Class WordBreakTestUnicode_9_0_0


  • public class WordBreakTestUnicode_9_0_0
    extends BaseTokenStreamTestCase
    This class was automatically generated by generateJavaUnicodeWordBreakTest.pl from: http://www.unicode.org/Public/9.0.0/ucd/auxiliary/WordBreakTest.txt WordBreakTest.txt indicates the points in the provided character sequences at which conforming implementations must and must not break words.
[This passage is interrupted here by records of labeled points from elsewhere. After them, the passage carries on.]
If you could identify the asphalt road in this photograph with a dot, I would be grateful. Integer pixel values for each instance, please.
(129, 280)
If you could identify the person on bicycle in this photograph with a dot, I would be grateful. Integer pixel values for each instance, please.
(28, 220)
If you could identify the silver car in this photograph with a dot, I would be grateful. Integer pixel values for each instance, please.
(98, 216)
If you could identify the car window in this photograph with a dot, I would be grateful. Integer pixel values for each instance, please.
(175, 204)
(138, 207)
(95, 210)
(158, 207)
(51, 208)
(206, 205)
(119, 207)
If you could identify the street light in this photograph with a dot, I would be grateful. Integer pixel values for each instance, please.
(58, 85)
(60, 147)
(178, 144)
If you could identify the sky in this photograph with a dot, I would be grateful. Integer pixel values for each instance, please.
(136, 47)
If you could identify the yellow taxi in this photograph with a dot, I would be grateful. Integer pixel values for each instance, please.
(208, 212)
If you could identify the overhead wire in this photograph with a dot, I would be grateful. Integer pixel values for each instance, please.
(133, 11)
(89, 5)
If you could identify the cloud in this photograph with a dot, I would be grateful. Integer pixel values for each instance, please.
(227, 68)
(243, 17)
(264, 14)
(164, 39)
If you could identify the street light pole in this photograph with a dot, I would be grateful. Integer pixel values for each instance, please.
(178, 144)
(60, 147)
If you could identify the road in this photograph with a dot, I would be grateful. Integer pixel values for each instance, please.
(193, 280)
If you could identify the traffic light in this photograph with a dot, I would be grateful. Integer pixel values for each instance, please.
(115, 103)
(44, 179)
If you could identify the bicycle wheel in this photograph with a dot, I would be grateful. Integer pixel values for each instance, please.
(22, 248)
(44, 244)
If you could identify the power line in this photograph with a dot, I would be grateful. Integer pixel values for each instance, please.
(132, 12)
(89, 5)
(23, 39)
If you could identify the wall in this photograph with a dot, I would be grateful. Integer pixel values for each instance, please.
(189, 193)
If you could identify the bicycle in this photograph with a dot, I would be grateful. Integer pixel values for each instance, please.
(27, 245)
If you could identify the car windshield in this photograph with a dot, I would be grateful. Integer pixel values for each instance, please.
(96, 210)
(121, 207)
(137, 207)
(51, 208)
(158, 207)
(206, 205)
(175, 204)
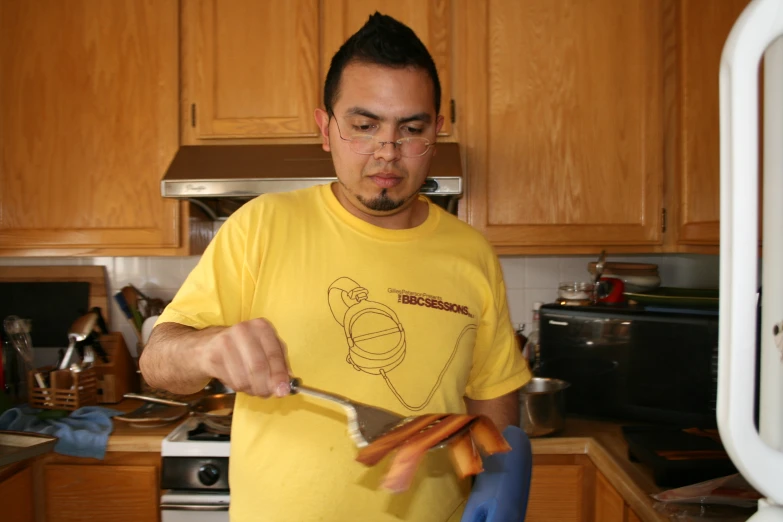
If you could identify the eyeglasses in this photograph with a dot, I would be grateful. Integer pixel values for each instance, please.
(369, 144)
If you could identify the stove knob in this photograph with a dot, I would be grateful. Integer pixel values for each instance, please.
(208, 474)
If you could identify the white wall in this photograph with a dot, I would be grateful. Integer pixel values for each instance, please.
(535, 278)
(528, 278)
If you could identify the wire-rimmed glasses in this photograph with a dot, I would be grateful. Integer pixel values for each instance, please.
(369, 144)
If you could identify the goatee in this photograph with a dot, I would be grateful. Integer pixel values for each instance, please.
(381, 203)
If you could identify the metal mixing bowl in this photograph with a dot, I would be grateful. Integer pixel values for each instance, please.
(542, 406)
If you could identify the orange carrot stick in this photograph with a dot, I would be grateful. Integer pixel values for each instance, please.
(486, 435)
(465, 456)
(382, 446)
(408, 457)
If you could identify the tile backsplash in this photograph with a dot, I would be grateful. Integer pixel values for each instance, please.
(528, 278)
(535, 278)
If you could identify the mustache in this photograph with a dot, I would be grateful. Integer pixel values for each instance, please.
(384, 168)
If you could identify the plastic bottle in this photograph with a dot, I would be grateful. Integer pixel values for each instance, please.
(531, 350)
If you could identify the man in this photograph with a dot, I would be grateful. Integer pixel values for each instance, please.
(361, 288)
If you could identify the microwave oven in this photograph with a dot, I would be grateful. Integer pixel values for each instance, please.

This class tests for expected token extraction from each of the test sequences in WordBreakTest.txt, where the expected tokens are those character sequences bounded by word breaks and containing at least one character from one of the following character sets: \p{Script = Han} (From http://www.unicode.org/Public/9.0.0/ucd/Scripts.txt) \p{Script = Hiragana} \p{LineBreak = Complex_Context} (From http://www.unicode.org/Public/9.0.0/ucd/LineBreak.txt) \p{WordBreak = ALetter} (From http://www.unicode.org/Public/9.0.0/ucd/auxiliary/WordBreakProperty.txt) \p{WordBreak = Hebrew_Letter} \p{WordBreak = Katakana} \p{WordBreak = Numeric} (Excludes full-width Arabic digits) [0-9] (Full-width Arabic digits)
    • Constructor Detail

      • WordBreakTestUnicode_9_0_0

        public WordBreakTestUnicode_9_0_0()